Le Vieux Logis

05/02/2012

Texto de Màrius Carol
Le Vieux Logis

En el corazón de la Dordoña francesa, se encuentra este Relais & Chateaux, un lugar excepcional por su historia, su entorno y su gastronomía. En Le Vieux Logis ponen a Henry Miller por testigo de la magia del establecimiento, pues el escritor de Trópico de Cáncer se alojó en él con la pretensión de pasar una semana y se quedó todo un mes. Miller era un enamorado de Francia, pues había vivido en París en los años treinta, y volvió al cabo de los años en busca de inspiración. El escritor llegó hasta la mansión de Trémolat y pensó que ese antiguo priorato era poco menos que el paraíso, pues combinaba la tranquilidad de unos jardines románticos con la sensualidad de la cocina del territorio.
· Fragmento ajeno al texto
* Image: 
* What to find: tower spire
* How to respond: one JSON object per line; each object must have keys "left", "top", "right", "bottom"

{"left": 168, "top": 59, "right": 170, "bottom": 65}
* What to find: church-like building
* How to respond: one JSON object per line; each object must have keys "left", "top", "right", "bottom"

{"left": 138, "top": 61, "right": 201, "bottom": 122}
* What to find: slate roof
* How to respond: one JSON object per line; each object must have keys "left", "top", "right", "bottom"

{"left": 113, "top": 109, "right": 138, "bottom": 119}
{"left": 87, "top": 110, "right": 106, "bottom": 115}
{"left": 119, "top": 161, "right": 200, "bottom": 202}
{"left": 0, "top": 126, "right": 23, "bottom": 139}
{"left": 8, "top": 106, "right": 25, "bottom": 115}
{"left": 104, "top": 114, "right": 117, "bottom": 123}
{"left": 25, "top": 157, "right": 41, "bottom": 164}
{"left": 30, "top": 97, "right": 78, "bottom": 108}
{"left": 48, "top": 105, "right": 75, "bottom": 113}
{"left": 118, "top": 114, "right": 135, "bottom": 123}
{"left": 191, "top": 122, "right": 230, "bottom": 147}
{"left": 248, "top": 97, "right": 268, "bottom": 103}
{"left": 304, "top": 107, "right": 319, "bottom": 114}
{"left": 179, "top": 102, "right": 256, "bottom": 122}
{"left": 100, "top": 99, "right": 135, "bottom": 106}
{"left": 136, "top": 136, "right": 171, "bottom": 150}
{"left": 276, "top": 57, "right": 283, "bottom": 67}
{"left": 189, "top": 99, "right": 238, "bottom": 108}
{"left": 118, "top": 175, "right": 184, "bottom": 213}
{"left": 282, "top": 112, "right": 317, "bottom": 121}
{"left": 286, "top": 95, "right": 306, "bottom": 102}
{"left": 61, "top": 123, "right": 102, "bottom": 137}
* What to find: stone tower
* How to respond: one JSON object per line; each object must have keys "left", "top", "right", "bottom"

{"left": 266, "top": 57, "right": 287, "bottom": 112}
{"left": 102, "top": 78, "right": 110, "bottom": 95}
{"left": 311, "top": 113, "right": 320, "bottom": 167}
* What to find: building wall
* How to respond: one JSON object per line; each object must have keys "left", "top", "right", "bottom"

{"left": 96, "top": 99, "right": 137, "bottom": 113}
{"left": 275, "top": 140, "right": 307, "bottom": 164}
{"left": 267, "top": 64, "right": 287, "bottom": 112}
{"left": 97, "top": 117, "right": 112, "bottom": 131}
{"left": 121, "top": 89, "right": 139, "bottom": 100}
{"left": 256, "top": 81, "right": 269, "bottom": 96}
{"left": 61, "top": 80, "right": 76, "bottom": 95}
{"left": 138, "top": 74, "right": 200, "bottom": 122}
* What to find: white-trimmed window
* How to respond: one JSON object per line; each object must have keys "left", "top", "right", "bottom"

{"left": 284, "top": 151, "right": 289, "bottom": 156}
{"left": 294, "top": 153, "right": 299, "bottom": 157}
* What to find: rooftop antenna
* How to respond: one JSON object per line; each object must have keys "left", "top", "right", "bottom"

Le Vieux Logis había sido una propiedad agrícola con cuatro siglos de historia que pasó a ser un secadero de tabaco. La espléndida mansión por la que se encarama la hiedra es de una belleza excepcional. En 1952, el matrimonio Giraudel, que la regentaba, decidió convertirla en una casa de vacaciones donde poder alojarse para disfrutar de la cocina tradicional de la Dordoña. A la muerte del cabeza de familia, su hijo menor se puso al frente del negocio y lo reformó sin prisas hasta transformarlo en un hotel con encanto de 18 habitaciones, enclavado en mitad de un jardín, donde el cliente puede pasear bajo los tilos, pero igualmente disfrutar de una espléndida piscina rodeada de césped. Los jardines, con arbustos torneados con formas geométricas y árboles de distintas especies, son de autor. Laure Quoniam, diplomada en Arquitectura por la Universidad de Harvard, concibió este parque doméstico como si aspirara a ser el decorado de las peripecias de la Alicia de Lewis Carroll.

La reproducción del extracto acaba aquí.